Arvind Kejriwal has been in the news recently. First DLF and Robert Vadra, then Salman Khurshid and Nitin Gadkari. Just today was the latest:

“It appears that Mukesh Ambani and not the PM runs the country,” Mr Kejriwal said, wearing his trademark cap inscribed with main aam admi hoon (I am the common man). “The PM’s heart beats for Reliance and not the people of India,” he declared.

This is what Mulayam Singh Yadav said recently about Kejriwal:

“Let him enter politics and fight elections. He will understand how things work. There is no need to give him so much of attention. He has not left out anyone and believes that everyone is corrupt. Let him continue to do what he does, he will soon exhaust himself.”

On the one hand, this is the quiet confidence of an experienced man. Let the new guy be here for a bit; he won’t stay honest for long. He’ll toe everyone else’s line soon enough.

On the other, I can’t but read this as a veiled threat—Toe the line, mister, or your new-fangled political party won’t find the oxygen it needs to survive.

For India and its anti-corruption campaign, the hope is that Yadav is wrong; that Kejriwal won’t change his ways. But what happens when every corrupt politician in India gets tired of his antics and decides to band together and come after him?

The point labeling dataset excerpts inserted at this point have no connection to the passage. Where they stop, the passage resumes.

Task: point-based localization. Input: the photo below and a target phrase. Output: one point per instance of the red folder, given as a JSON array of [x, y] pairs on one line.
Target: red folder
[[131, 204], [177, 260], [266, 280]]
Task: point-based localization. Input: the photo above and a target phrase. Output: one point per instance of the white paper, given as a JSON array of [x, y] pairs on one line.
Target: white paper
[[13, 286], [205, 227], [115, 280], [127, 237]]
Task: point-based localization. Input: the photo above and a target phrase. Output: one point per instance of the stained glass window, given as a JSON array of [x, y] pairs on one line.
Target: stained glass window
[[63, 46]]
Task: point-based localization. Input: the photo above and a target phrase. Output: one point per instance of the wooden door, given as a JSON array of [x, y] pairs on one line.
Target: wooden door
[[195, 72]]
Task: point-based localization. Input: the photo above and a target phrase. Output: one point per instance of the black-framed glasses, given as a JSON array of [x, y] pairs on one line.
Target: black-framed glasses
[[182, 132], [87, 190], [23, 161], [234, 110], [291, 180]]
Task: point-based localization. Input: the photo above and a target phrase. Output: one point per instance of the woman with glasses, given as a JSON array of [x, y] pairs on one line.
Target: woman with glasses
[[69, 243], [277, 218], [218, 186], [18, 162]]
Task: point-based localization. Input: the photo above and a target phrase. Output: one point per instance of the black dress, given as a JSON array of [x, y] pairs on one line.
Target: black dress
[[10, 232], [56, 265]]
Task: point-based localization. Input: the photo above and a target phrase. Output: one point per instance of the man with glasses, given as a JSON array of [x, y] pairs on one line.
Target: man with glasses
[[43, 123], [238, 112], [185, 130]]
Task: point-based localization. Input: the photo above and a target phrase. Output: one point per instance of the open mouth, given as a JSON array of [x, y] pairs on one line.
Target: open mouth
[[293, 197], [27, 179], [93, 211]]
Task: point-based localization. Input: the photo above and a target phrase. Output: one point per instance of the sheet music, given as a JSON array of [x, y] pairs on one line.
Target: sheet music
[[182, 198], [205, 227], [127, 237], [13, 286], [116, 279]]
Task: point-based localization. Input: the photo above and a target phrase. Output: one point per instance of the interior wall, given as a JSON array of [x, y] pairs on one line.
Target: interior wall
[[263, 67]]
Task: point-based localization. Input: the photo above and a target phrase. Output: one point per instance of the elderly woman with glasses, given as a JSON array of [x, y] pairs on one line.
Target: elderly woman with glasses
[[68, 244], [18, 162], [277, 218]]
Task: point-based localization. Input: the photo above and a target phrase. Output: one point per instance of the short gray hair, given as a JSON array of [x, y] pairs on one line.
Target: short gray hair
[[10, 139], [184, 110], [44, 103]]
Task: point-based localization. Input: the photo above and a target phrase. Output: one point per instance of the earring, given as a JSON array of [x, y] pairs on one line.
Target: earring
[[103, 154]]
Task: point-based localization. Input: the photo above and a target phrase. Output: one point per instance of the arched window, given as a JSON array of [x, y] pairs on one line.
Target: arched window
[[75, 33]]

The fact that these guys have all been defending themselves says one thing, though—Kejriwal doesn’t have many skeletons in his closet. Good on you, sir.

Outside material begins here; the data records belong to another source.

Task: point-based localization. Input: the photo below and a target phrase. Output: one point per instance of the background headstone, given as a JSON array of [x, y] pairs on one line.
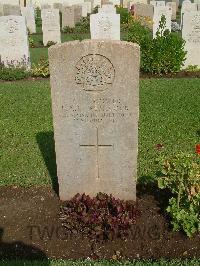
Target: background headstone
[[105, 26], [14, 48], [77, 13], [172, 5], [191, 34], [29, 14], [68, 19], [95, 123], [51, 26]]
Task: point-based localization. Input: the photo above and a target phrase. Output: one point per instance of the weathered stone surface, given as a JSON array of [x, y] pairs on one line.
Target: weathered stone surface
[[68, 19], [58, 6], [9, 10], [105, 26], [95, 101], [107, 9], [29, 14], [14, 47], [51, 25], [191, 34], [1, 10]]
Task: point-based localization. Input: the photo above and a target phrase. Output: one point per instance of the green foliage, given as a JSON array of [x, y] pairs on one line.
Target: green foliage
[[50, 43], [81, 27], [38, 19], [124, 15], [41, 69], [102, 217], [12, 72], [95, 10], [31, 42], [68, 29], [181, 175], [161, 55]]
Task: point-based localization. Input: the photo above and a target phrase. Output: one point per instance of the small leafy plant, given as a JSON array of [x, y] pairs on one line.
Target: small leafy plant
[[180, 174], [41, 69], [102, 217], [192, 68], [12, 72]]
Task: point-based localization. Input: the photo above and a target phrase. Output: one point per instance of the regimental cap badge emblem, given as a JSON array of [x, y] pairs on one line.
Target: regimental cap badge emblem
[[95, 72]]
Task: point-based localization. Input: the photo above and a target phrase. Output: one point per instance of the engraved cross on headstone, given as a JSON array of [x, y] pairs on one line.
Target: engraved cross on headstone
[[97, 145]]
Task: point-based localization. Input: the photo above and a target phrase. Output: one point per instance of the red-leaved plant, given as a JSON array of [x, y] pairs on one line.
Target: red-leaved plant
[[102, 217]]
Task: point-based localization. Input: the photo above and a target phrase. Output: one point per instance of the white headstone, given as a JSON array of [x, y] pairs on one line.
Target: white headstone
[[95, 112], [105, 26], [191, 34], [84, 8], [187, 6], [51, 26], [10, 2], [29, 14], [107, 9], [14, 48]]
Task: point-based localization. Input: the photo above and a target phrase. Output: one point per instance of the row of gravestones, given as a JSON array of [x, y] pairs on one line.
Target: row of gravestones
[[104, 25]]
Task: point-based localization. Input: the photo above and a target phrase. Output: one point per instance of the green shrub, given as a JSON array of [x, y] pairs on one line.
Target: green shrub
[[12, 72], [38, 19], [41, 69], [161, 55], [192, 68], [81, 27], [31, 42], [124, 15], [181, 175]]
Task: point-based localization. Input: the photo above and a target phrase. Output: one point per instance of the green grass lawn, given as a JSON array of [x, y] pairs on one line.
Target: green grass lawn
[[102, 263], [169, 115]]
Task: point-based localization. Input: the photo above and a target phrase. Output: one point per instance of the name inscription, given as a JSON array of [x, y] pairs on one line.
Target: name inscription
[[98, 111]]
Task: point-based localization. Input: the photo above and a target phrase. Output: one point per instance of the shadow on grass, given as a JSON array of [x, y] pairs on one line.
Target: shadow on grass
[[149, 186], [19, 251], [46, 144]]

I just hope he takes care of himself in the shark infested waters he’s waded into.

‘The CAG is at it again’: More corruption reports

After the explosive unraveling of the recent 2G spectrum scandal, the Comptroller & Auditor General (CAG) has published another report, this time on coal mining.

The numbers are staggering to say the least:

[…] the government has extended “undue benefits”, totalling a mind-boggling Rs 10.67 lakh crore, to commercial entities by giving them 155 coal acreages without auction between 2004 and 2009. The beneficiaries include some 100 private companies, as well as some public sector units, in industries such as power, steel and cement.

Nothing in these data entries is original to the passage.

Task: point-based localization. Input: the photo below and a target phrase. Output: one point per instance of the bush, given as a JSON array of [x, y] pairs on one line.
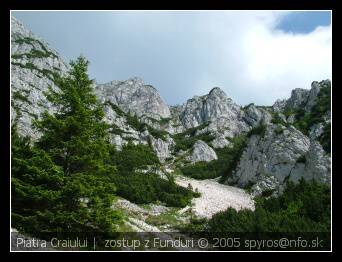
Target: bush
[[228, 158], [143, 188], [187, 139], [301, 159], [304, 207]]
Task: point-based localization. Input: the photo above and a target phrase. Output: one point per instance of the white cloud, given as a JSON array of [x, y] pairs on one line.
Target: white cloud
[[261, 63], [187, 53]]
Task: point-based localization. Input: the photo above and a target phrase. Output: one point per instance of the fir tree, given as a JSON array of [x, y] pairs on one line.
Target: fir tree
[[72, 155]]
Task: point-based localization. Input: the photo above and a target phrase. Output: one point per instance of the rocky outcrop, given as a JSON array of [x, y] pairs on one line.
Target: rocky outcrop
[[282, 154], [33, 65], [255, 116], [301, 98], [201, 152], [216, 105], [162, 147], [134, 96]]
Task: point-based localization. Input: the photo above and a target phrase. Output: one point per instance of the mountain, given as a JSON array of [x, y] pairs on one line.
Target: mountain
[[287, 141]]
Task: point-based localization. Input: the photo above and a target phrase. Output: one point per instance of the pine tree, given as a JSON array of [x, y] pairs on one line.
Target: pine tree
[[73, 148]]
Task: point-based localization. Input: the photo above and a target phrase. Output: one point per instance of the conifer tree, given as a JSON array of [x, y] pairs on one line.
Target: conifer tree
[[73, 150]]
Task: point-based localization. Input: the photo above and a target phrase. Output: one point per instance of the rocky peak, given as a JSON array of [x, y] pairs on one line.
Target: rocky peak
[[202, 152], [210, 107], [134, 96], [216, 91], [301, 98], [34, 65]]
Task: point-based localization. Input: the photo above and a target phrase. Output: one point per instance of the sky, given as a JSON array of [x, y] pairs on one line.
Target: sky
[[254, 56]]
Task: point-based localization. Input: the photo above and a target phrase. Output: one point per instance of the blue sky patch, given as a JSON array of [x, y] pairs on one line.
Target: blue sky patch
[[304, 22]]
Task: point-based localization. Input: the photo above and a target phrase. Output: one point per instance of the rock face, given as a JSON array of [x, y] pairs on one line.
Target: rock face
[[33, 64], [269, 161], [162, 148], [135, 97], [202, 152], [216, 105], [255, 116], [283, 153], [301, 98]]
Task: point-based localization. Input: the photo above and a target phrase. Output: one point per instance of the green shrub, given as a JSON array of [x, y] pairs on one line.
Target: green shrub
[[228, 158], [301, 159], [304, 207]]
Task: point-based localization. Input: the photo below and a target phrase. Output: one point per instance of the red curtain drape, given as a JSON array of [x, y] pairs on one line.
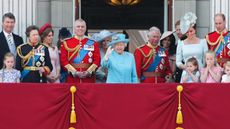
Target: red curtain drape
[[114, 106]]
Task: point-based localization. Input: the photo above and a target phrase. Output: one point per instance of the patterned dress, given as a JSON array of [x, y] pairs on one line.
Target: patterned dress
[[9, 76]]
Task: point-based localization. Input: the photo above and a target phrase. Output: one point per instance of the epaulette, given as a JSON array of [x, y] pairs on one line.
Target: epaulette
[[22, 45], [65, 39], [211, 32], [141, 46]]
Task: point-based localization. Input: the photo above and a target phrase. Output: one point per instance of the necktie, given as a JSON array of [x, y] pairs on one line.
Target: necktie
[[11, 44]]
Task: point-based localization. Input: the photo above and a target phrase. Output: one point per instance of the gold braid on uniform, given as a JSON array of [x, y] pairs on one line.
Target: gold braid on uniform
[[149, 56], [221, 38], [74, 50], [26, 58]]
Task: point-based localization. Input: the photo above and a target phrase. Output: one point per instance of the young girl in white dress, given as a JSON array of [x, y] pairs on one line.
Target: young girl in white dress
[[192, 73], [226, 75], [8, 74]]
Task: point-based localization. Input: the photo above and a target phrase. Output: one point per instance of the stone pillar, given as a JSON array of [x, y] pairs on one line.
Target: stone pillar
[[24, 11]]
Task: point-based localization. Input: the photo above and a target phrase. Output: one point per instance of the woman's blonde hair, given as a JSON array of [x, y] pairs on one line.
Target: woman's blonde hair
[[8, 54], [227, 64], [214, 56]]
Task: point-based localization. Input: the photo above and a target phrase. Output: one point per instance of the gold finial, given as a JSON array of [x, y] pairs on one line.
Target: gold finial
[[73, 89], [179, 88]]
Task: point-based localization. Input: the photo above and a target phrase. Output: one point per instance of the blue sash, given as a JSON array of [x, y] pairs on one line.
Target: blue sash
[[156, 61], [82, 53], [222, 46], [30, 63]]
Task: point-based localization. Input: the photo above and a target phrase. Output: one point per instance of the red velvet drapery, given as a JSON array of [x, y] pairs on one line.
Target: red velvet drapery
[[114, 106]]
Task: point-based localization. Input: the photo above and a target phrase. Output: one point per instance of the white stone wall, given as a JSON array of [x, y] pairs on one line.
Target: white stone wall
[[24, 11], [200, 7], [60, 13]]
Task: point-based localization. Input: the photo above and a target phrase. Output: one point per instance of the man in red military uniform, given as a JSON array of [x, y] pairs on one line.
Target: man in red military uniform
[[219, 40], [80, 56], [152, 62]]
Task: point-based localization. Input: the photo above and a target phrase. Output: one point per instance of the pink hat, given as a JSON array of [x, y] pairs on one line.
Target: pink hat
[[44, 27]]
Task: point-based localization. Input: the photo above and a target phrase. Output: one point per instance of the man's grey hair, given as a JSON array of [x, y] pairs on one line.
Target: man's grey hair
[[154, 29]]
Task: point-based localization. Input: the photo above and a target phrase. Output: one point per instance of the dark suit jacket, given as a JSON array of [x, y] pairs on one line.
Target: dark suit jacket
[[4, 48]]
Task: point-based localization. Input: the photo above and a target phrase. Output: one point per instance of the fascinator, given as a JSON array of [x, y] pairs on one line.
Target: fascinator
[[187, 21]]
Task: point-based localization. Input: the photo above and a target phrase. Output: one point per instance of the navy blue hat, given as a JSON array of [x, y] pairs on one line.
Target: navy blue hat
[[64, 33], [117, 38]]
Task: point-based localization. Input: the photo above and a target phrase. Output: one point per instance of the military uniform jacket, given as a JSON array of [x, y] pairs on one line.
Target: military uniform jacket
[[29, 58], [220, 43], [81, 55], [146, 57]]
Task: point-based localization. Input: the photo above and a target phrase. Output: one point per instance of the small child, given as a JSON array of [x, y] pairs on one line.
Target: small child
[[192, 73], [8, 74], [226, 76], [212, 72]]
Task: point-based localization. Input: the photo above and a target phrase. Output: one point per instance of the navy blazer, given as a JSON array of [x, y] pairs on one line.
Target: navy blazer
[[4, 48]]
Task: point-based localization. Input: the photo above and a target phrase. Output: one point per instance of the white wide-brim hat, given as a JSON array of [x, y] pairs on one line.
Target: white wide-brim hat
[[187, 21], [166, 34]]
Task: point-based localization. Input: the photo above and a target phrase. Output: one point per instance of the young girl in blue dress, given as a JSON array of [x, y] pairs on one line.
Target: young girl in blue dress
[[8, 74], [192, 73]]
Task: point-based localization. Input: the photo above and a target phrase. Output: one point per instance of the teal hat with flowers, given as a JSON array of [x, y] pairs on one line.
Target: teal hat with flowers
[[117, 38]]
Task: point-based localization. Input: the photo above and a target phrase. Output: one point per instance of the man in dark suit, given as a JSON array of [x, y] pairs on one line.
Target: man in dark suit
[[8, 40]]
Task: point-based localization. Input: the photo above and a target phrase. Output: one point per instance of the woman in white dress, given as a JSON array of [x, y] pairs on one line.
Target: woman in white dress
[[46, 33], [192, 46]]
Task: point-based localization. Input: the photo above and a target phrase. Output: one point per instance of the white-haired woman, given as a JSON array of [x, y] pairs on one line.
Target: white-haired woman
[[120, 64], [192, 46]]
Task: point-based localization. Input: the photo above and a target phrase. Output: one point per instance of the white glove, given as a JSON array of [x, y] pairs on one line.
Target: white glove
[[108, 52]]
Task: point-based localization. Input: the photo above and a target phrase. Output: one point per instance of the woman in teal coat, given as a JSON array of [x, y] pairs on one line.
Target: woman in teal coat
[[120, 64]]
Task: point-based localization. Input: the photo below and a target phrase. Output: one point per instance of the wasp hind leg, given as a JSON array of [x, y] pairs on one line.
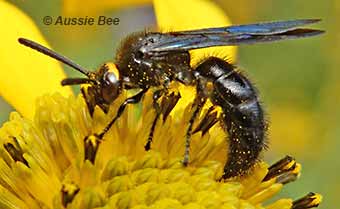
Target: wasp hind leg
[[168, 102], [198, 105]]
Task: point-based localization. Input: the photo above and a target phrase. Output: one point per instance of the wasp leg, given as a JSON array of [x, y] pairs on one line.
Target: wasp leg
[[156, 95], [131, 100], [198, 103], [167, 105], [90, 98]]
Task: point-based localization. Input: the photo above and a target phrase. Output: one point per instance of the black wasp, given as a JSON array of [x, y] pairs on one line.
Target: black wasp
[[153, 59]]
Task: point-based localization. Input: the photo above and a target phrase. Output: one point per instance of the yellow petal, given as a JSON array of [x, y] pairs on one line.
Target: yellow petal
[[88, 7], [179, 15], [25, 74]]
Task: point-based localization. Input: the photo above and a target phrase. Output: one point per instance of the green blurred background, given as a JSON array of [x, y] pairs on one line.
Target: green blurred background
[[298, 80]]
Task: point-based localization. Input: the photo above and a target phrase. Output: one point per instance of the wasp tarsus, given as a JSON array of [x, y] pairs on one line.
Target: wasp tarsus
[[152, 59]]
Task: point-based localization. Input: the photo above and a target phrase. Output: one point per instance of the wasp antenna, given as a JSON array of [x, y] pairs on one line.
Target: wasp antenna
[[53, 54], [76, 81]]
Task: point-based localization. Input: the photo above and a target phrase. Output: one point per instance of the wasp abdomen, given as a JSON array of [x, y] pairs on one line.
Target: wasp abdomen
[[242, 114]]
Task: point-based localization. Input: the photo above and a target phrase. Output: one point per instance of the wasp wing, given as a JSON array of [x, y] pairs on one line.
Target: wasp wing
[[267, 28], [229, 36]]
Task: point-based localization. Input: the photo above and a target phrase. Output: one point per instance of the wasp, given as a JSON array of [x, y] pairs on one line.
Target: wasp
[[152, 59]]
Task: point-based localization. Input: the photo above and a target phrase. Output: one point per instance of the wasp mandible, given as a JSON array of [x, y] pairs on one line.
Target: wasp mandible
[[154, 59]]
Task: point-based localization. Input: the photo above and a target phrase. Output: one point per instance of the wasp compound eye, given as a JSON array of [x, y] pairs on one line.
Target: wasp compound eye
[[110, 87]]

Rs. 10 lakh crore. Incredible.

Companies that find themselves mentioned in the report include Jindal Steel, Tata Steel, NTPC, Arcelor Mittal India and the Aditya Birla group. Big names, all of them.

But Jindal Steel and Power Ltd promoter Naveen Jindal responded, saying: “It is all project specific. Often you find (state-run) companies unable to start work. I am proud to say that JSPL has started two of our blocks and is contributing towards creating wealth for the country. For all these 155 blocks, Coal India did not have any mining plans as it found them unattractive… CAG may have its view but whether it is JSPL or any other private company, they are all Indian entities and are creating wealth for the country.”

Certainly, sir—it is a matter of pride that you are able to create wealth for the country, and are strengthening the economy. But considering that you are perfectly healthy, profit making companies, it’s certainly criminal of you to transfer to your private coffers some money that rightfully belongs to the exchequer—yes, you’re not the only party at fault, but you’re culpable too!

Rs. 10 lakh crore. That’s approximately $200 billion (if I counted the zeros right—there are way too many zeros in that figure).

I wonder how many other such ‘schemes’ are hidden in the woodwork. CAG—please keep digging!